「どこ行くの」



 唯一、出てきたまともな質問には、内緒、といとも簡単にすり抜けられて、タクシーに乗せられた。





 蒼佑くんは、ずるい。



私がタクシーに乗ったら、運転手さんに白い眼で見られるのが怖いから、あれやこれやと騒々しく騒がない、と知った上でやっている。

優柔不断だから、体よく丸め込められるのも知ってやっている、のだと思う。





 タクシーはどこかのマンションの前につけられて、降りるように促された。

素直に彼の言うことを聞くと、タクシーはすぐにまた新たな乗客を見つけに大通りに向かって行く。

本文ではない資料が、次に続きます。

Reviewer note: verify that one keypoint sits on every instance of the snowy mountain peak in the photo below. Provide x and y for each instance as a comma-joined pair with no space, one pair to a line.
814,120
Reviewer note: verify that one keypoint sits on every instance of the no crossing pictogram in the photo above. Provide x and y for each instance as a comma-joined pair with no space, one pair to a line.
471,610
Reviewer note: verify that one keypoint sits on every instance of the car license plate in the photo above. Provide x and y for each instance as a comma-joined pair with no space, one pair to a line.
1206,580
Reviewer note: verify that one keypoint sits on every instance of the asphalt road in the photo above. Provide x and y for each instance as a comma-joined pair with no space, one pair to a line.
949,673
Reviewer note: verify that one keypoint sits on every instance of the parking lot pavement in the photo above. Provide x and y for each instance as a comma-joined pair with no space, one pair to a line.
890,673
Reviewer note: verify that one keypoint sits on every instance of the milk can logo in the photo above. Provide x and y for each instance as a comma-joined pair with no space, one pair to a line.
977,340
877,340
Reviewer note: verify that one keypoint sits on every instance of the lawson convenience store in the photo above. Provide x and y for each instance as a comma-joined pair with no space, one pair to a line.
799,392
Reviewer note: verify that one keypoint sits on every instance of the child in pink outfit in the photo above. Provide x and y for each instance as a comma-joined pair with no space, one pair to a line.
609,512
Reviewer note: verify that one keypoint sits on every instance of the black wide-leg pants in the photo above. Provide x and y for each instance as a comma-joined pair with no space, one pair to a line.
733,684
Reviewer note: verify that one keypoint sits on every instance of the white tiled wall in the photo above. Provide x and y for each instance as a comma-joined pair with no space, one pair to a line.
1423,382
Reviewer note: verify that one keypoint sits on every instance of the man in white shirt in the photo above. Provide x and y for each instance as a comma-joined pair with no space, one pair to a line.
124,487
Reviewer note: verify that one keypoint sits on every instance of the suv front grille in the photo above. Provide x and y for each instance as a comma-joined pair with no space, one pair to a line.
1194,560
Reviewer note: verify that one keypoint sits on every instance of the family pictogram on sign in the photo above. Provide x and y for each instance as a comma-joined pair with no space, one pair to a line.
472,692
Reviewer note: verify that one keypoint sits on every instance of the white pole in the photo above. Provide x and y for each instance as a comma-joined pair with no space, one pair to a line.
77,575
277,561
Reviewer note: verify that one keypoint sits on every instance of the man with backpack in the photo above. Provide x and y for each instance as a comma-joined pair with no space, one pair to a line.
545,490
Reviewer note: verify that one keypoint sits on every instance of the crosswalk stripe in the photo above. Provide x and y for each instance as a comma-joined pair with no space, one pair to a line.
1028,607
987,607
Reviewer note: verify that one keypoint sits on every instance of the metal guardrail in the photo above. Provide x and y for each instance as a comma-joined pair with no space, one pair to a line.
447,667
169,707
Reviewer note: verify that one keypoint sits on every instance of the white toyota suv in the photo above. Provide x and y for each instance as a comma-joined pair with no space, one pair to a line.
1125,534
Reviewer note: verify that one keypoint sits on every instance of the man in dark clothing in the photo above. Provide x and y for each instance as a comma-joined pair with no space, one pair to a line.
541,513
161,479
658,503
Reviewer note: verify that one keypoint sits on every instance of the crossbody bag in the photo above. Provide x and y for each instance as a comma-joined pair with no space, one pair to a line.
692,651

話しかけても、蒼佑くんは私の手を引くばかりで、何も答えてはくれなかった。


けれど、繋がれた手に紛れもない彼の体温を感じて、指の先までぎゅっと握りしめたくなった。






 入って、と扉の開けられたマンションの一室は、暗くてよく見えなかった。けれど、静けさだけは感じ取れて、頭を傾げるほかなかった。



「あ、ごめん、暗いよね。電気つける」



 パチ、とスイッチを入れると、ようやく明かりが灯って、彼の顔がよく見える。笑っているのに強張って、引き攣った顔が目に入る。




 玄関で、靴も脱がずに棒立ちで、むくんだままの足にパンプスが食い込む。



こっち来て、と手招きする蒼佑くんに、頷いて今行く、と伝えたけど、なかなか靴が脱げなかった。




もたもたする私を見かねて、どこか部屋に明かりを点けたあと、玄関に戻ってきた。

部屋に足を踏み入れるまで、私の服の裾をひっぱりながら、じっとこっちを見ていた。



「そんなに掴まなくても出ていかないってば」



 蒼佑くんのくりっとした丸い目が、穴が開くくらい見据えてくる。

うん、と嬉しそうに相槌を打ってくれて、ようやくちゃんとした笑顔が見られて落ち着きを取り戻した。



「それで、ここ、どこ?」






 ずっと疑問だったことをぶつけてみるけど、こっちと足を運んだ部屋は、大きいわりにろくに家具も置かれてなくて、あたりをきょろきょろと見回してしまう。



テレビと、雑に畳まれた布団と、段ボールがひとつだけ、ぽつん、と部屋に配置されていた。

配置というには乱暴かもしれない。

テレビが床に直接置かれているのを初めて見て、この世の「あえて」のおしゃれがこんなところまで進んだのかと、衝撃が走った。




「ずいぶんシンプルな……」

「整然としてるでしょ」



 蒼佑くんの言葉に、ああ、おしゃれじゃなかったのか、と訳も分からず納得した。